Before we begin, two administrative notes:
- Pandas office hours: I'll be holding office hours this coming Sunday. It's open to all paid BW subscribers, including members of my LernerPython+data platform. I'll send Zoom info in the coming day or so. Come with any and all Pandas questions!
- Agentic coding workshops: I'm offering two new hands-on agentic coding workshops later this month:
- On Thursday, April 23rd, you'll learn about OpenCode, the open-source tool that works with a variety of models, free and commercial, and
- On Monday, April 27th, you'll learn advanced techniques in Claude Code – MCP servers, skills, and multiple agents.
You can learn more about these workshops at https://lernerpython.com/code-with-claude/, or at a free info session I'm holding on Tuesday, April 21st, at https://us02web.zoom.us/webinar/register/WN_wXq9Sn1uRrOfzPzMRcSL6w.
It's April 15th. If you're like most people in the world, then it's just another day. But if you're a US citizen, then this is one of the most famous (infamous) days of the year — the deadline for filing your income taxes.
The fact that Americans have to file tax forms each year often comes as a surprise to people from other countries, where income tax is automatically deducted from your paycheck. And if you really need to file taxes, you can normally do so electronically, via a free-of-charge, government-run Web site. In Israel, where I live, only wealthy people and business owners need to file taxes – and an accountant must do so on your behalf, which is just fine with me.
If you're interested in how countries around the world handle taxation, I can recommend TR Reid's book, "A Fine Mess: A Global Quest for a Simpler, Fairer, and More Efficient Tax System," which I read a number of years ago. (I promise, it's actually quite interesting!)
Perhaps because they have to pay such close attention to taxes, Americans believe that they're paying too much. A Gallup poll released just a few days ago shows that about 60 percent of Americans feel that their taxes are too high (https://news.gallup.com/poll/707951/americans-tax-views-remain-negative.aspx ).
This week, we'll look at income taxes, in the US and across the world.

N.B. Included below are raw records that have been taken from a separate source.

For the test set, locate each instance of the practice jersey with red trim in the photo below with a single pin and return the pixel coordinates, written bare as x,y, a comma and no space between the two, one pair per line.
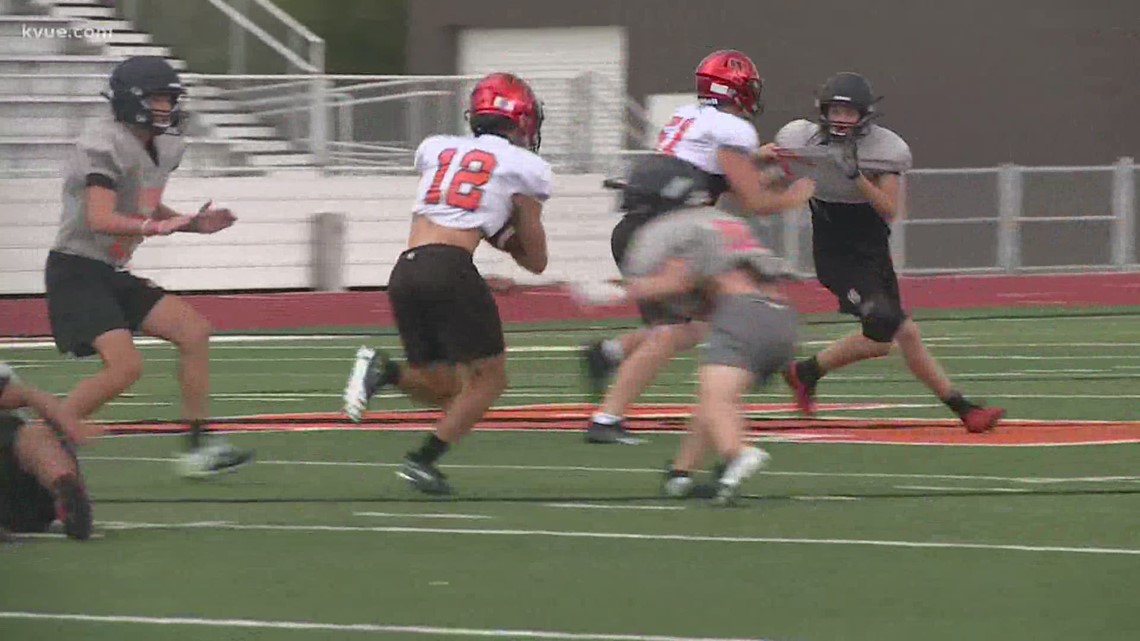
697,131
466,181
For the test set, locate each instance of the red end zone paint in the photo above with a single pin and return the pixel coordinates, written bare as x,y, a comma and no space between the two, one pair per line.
673,418
27,317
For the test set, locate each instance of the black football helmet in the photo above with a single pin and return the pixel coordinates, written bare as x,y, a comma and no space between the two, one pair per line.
133,81
849,89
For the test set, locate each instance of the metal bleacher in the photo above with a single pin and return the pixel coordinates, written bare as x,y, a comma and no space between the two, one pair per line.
55,57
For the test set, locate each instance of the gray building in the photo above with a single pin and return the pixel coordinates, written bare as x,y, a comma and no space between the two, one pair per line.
968,82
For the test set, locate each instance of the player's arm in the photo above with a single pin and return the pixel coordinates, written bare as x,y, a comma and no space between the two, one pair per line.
882,192
674,277
208,220
750,186
530,251
103,218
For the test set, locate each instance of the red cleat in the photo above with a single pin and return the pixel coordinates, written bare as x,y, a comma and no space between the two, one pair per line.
805,394
979,420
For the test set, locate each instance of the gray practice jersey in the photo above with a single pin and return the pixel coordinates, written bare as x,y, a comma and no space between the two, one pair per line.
880,151
710,241
110,149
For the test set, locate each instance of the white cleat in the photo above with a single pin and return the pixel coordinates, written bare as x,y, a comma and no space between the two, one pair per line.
747,463
356,394
216,457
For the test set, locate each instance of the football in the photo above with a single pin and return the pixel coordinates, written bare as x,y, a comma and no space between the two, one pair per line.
506,240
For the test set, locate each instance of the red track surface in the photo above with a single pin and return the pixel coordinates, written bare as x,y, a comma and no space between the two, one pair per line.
27,317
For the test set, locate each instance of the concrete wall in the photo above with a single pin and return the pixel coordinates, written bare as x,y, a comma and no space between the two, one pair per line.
269,248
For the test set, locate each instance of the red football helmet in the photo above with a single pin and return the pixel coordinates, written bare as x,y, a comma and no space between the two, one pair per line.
729,76
509,96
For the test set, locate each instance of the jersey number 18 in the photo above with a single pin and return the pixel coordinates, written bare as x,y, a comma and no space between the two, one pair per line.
464,189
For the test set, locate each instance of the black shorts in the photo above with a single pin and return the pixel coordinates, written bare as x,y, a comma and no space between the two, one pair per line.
25,505
652,313
857,276
89,298
444,309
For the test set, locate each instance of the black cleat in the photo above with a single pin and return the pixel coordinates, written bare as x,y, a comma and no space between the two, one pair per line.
607,435
424,477
597,368
73,508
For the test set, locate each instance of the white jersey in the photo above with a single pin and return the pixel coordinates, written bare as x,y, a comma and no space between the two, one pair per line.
697,131
466,181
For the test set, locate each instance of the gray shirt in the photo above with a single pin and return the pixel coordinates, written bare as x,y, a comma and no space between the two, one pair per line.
108,148
880,151
710,241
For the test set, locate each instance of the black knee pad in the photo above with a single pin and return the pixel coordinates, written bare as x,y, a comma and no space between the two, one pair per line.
881,319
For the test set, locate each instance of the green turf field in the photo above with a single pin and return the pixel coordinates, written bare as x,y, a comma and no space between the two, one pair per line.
552,538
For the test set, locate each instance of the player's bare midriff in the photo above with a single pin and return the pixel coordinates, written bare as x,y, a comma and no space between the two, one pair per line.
426,233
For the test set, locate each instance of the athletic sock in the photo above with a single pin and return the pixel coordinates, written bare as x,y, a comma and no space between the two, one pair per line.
431,449
196,433
612,350
958,404
603,419
808,371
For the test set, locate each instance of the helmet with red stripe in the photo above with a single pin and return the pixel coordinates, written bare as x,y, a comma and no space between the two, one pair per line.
503,104
730,78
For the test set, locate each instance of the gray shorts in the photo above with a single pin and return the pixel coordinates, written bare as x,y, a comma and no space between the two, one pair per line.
751,332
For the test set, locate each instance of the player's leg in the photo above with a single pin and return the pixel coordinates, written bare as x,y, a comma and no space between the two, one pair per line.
750,339
173,319
667,337
861,290
122,365
448,321
601,358
375,370
87,319
925,366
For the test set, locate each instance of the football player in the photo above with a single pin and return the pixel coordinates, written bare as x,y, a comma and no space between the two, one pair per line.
751,330
39,476
856,168
112,201
710,147
487,186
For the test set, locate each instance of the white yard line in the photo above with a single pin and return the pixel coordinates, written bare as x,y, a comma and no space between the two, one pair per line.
422,516
951,488
356,627
636,536
609,506
650,470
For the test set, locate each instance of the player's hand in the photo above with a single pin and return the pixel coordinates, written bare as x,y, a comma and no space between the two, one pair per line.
76,430
801,191
213,220
846,157
768,153
167,226
594,293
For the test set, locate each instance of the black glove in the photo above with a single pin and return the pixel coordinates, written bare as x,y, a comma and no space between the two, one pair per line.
845,155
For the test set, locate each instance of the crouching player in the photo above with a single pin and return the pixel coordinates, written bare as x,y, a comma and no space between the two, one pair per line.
751,332
39,477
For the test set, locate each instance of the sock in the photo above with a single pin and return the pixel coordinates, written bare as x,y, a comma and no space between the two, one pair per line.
197,429
809,371
957,403
57,486
431,449
603,419
611,348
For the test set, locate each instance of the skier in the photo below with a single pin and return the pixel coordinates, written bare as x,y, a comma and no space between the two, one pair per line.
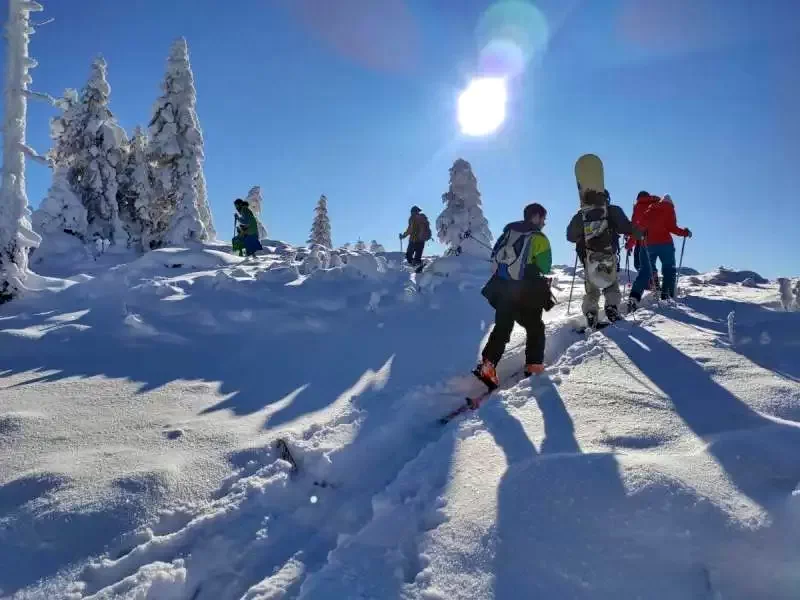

Do Americans pay more than people in other countries? What sorts of trends do we see in income-tax rates over time, in the US and elsewhere?
But wait, we're also going to do something else: I've been using Marimo notebooks for some time now, and I've also been getting into agentic coding, using Claude Code and OpenCode on a regular basis. This week, the Marimo team made it possible for you to control and interact with Marimo notebooks from within Claude Code, with a skill they call "marimo-pair". This gives Claude Code access to your Marimo notebook – able to read data from it and write code and queries within it. This week, we'll use "marimo-pair" to ask our questions and get results in a Marimo notebook.
Paid subscribers, both to Bamboo Weekly and to my LernerPython+data membership program (https://LernerPython.com) get all of the questions and answers, as well as downloadable data files, downloadable versions of my notebooks, one-click access to my notebooks, and invitations to monthly office hours.
Learning goals for this week include agentic coding, working with CSV files, plotting with Plotly, grouping, and pivot tables.
Data and six questions
This week's data comes from the OECD (Organization for Economic Cooperation and Development), what the Economist often describes as "a club of mostly rich nations." We'll use the OECD's global revenue statistics database (https://www.oecd.org/en/data/datasets/global-revenue-statistics-database.html) to better understand taxation policies, and where people are paying the most, and the least, in taxes.
To get the data, I went to the global revenue page, clicked on "access the data," then clicked on "download." I then chose, from the list on the left-hand side:
- Under "time period," I chose from 1990-2024
- Under "reference area," I selected all
- Under "institutional sector," I selected "central government" and all of the areas beneath it
- Under "revenue category," I selected "total tax revenue" and all of the areas beneath it
- Under "unit of measure," I selected both "US dollar" and "percentage of GDP"
I applied these changes, clicked on "download," and selected the unfiltered CSV file. It took several minutes for the 1.1GB CSV file to be downloaded to my computer, which I then compressed into a 25 MB (yes, 98% compression!) zipped CSV file.
Here are my six questions for this week. I'll be back tomorrow with solutions and explanations:
- Load the CSV file into a data frame. You only need some of the provided columns:
Reference area,Institutional sector,Revenue category,Unit of measure,TIME_PERIOD,OBS_VALUE,Unit multiplier, andCurrency. - Do Americans, according to the data in df, pay more, less, or about the same in income taxes as people in other countries? Show your query, as well the result and your summary, in a new cell.